2.2. Le Tribunal fédéral statue sur la base des faits établis par l'autorité précédente (art. 105 al. 1 LTF). Dans l'hypothèse d'un recours soumis à l'art. 98 LTF, le recourant qui entend invoquer que les faits ont été établis de manière manifestement inexacte ne peut obtenir la rectification ou le complètement des constatations de fait de l'arrêt cantonal que s'il démontre la violation de droits constitutionnels, conformément au principe d'allégation susmentionné (cf. supra consid. 2.1), étant précisé qu'en matière d'appréciation des preuves et d'établissement des faits, il n'y a arbitraire que lorsque l'autorité ne prend pas en compte, sans raison sérieuse, un élément de preuve propre à modifier la décision, lorsqu'elle se trompe manifestement sur son sens et sa portée, ou encore lorsque, en se fondant sur les éléments recueillis, elle en tire des constatations insoutenables (ATF 148 I 127 consid. 4.3; 143 IV 500 consid. 1.1 et la référence). Le recourant ne peut pas se borner à contredire les constatations litigieuses par ses propres allégations ou par l'exposé de sa propre appréciation des preuves; il doit indiquer de façon précise en quoi ces constatations sont arbitraires au sens de l'art. 9 Cst. (ATF 133 II 249 consid. 1.4.3). Une critique des faits qui ne satisfait pas à cette exigence est irrecevable (art. 106 al. 2 LTF; ATF 141 IV 249 consid. 1.3.1; 140 III 264 consid. 2.3 et les références).
3.
Les recourants se plaignent d'arbitraire (art. 9 Cst.) dans l'application du principe de la transparence (levée du voile social; Durchgriff).
3.1.
3.1.1. Le juge du séquestre statue en se basant sur la simple vraisemblance des faits. Les faits à l'origine du séquestre sont rendus vraisemblables lorsque, se fondant sur des éléments objectifs, le juge acquiert l'impression que les faits pertinents se sont produits, mais sans qu'il doive exclure pour autant la possibilité qu'ils se soient déroulés autrement (ATF 138 III 232 consid. 4.1.1). Le point de savoir si le degré de vraisemblance requis par le droit fédéral est atteint dans le cas particulier ressortit à l'appréciation des preuves (ATF 138 III 232 consid. 4.1.1; 130 III 321 consid. 5 et les références). La décision d'opposition au séquestre n'est susceptible que d'un recours au sens des art. 319 ss CPC, de sorte que l'autorité cantonale n'intervient, sous réserve de nova voire de pseudo-nova (cf. art. 278 al. 3 LP réservé par l'art. 326 al. 2 CPC), que si le juge de première instance a retenu de manière arbitraire la simple vraisemblable des faits (art. 320 let. b CPC; arrêts 5A_810/2023 du 1er février 2024 consid. 4.1.1, publié in SJ 2024 p. 544; 5A_582/2012 du 11 février 2013 consid. 3.1).
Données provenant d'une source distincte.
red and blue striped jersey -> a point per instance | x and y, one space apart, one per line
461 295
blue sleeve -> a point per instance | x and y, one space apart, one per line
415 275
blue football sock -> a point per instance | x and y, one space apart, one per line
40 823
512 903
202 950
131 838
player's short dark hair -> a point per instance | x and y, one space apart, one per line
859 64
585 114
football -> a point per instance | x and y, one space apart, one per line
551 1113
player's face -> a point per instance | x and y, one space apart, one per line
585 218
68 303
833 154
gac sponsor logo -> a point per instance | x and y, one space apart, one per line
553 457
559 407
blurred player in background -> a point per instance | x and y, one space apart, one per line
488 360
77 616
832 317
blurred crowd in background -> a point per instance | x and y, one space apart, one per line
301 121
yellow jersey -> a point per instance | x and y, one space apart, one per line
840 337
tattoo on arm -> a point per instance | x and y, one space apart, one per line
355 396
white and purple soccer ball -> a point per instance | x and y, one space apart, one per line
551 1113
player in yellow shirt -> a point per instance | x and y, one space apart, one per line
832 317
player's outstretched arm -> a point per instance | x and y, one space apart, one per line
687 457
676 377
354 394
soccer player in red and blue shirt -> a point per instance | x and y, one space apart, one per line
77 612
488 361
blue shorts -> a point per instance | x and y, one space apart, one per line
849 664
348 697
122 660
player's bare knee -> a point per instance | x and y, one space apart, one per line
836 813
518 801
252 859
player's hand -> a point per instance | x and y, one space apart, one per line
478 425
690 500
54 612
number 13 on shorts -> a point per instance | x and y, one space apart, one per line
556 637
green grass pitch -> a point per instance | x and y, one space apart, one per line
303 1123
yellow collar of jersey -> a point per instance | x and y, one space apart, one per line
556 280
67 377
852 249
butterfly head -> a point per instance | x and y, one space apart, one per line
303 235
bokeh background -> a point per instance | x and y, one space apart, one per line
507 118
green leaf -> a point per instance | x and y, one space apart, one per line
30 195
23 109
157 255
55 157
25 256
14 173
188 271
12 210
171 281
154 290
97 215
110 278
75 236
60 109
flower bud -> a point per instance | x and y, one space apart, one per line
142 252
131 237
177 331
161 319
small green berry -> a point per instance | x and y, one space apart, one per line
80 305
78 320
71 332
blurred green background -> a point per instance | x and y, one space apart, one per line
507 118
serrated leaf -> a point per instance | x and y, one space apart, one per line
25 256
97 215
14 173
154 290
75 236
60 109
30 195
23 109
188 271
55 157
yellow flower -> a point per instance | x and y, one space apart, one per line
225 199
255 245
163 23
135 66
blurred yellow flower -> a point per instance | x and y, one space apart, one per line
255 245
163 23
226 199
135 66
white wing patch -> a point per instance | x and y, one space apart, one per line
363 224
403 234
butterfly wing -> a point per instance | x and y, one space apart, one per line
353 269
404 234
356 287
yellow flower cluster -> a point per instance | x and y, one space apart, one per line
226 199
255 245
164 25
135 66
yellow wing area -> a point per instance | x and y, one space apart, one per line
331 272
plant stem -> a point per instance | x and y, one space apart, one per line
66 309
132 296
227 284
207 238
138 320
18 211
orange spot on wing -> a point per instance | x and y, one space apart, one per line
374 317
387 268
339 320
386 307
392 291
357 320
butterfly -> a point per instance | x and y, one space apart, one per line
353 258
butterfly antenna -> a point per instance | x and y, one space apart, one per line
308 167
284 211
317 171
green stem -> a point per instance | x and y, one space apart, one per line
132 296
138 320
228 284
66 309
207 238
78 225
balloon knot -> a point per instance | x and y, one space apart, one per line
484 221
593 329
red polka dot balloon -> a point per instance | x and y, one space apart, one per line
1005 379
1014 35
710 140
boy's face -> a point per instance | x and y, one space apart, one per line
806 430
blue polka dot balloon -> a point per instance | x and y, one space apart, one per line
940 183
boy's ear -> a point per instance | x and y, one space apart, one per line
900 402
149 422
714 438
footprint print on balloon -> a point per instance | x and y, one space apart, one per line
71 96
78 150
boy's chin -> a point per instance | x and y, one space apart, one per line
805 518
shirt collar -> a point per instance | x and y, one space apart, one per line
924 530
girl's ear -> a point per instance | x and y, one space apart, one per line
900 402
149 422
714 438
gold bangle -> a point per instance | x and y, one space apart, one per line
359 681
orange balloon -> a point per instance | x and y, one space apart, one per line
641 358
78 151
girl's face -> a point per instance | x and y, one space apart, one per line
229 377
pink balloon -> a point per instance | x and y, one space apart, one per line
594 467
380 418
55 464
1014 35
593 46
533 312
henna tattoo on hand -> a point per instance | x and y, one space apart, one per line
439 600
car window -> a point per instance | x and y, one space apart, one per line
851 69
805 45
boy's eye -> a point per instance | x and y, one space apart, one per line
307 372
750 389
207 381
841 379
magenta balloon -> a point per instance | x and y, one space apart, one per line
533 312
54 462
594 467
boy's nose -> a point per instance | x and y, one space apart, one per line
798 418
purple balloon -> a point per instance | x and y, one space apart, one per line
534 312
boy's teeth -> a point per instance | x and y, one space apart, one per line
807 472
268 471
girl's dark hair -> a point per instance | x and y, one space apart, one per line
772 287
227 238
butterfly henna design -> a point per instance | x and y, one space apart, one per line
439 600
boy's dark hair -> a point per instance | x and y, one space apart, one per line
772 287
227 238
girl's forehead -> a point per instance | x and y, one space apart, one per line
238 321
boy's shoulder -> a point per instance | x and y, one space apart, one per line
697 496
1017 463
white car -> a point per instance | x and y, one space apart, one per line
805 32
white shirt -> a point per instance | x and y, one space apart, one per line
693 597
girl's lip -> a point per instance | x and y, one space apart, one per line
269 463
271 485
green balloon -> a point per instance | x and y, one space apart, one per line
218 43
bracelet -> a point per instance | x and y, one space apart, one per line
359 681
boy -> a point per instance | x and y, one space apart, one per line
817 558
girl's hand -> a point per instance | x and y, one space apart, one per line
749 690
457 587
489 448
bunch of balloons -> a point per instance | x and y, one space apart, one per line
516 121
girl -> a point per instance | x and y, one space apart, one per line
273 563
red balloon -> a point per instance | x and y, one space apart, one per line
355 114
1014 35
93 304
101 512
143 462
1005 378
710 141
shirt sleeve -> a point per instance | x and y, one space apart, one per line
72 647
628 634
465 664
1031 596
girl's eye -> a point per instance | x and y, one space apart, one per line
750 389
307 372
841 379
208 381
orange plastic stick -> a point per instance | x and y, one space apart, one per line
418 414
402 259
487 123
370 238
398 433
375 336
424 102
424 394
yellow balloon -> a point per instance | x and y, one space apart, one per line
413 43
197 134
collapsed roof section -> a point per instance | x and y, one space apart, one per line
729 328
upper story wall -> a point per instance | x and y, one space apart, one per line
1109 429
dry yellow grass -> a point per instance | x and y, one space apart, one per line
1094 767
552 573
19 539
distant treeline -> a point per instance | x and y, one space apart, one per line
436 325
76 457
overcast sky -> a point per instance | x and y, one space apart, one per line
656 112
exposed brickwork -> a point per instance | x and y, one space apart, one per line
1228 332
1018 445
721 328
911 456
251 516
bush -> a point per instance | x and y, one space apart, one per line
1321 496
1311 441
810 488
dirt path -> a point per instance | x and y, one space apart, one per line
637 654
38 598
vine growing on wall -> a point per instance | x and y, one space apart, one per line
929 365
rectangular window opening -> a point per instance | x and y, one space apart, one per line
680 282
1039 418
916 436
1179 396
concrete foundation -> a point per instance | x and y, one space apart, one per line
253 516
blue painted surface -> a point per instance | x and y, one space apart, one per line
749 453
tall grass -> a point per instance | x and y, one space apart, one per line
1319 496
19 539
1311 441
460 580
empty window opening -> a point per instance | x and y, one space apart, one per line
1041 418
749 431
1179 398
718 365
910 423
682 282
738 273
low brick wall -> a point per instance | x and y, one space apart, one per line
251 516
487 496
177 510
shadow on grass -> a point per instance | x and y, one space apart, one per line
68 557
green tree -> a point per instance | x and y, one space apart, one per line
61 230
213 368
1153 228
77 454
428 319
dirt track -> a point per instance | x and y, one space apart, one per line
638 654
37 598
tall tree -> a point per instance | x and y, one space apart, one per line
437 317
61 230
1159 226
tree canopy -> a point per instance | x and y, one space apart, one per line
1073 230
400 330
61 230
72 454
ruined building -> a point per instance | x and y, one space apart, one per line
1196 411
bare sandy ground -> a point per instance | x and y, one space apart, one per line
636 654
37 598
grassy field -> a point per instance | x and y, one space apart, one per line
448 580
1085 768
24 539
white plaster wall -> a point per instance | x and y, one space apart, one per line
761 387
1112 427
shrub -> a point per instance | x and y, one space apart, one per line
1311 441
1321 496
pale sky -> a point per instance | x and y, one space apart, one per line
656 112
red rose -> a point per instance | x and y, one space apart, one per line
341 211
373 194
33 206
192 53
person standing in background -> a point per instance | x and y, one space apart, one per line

S'agissant de l'application du droit, le juge du séquestre procède à un examen sommaire du bien-fondé juridique, c'est-à-dire un examen qui n'est ni définitif, ni complet, au terme duquel il rend une décision provisoire (ATF 138 III 232 consid. 4.1.1). L'autorité cantonale de recours examine avec une pleine cognition la violation du droit fédéral (art. 320 let. a CPC; arrêt 5A_582/2012 précité consid. 3.2 et la référence).
3.1.2. Conformément à l'art. 271 al. 1 LP, seuls les biens du débiteur, soit les choses et droits qui lui appartiennent juridiquement, et pas seulement économiquement, peuvent être frappés par un séquestre. Doivent à l'inverse être considérés comme biens de tiers tous ceux qui, en vertu des normes du droit civil, appartiennent à une personne physique ou morale autre que le débiteur; en principe, seule l'identité juridique est déterminante en matière d'exécution forcée (arrêts 5A_208/2023 du 10 juillet 2024 consid. 5.1; 5A_113/2018 du 12 septembre 2018 consid. 8.1, non publié aux ATF 144 III 541, mais in RSPC 2019 n° 2217 p. 177 et in Pra 2019 n° 98 p. 966).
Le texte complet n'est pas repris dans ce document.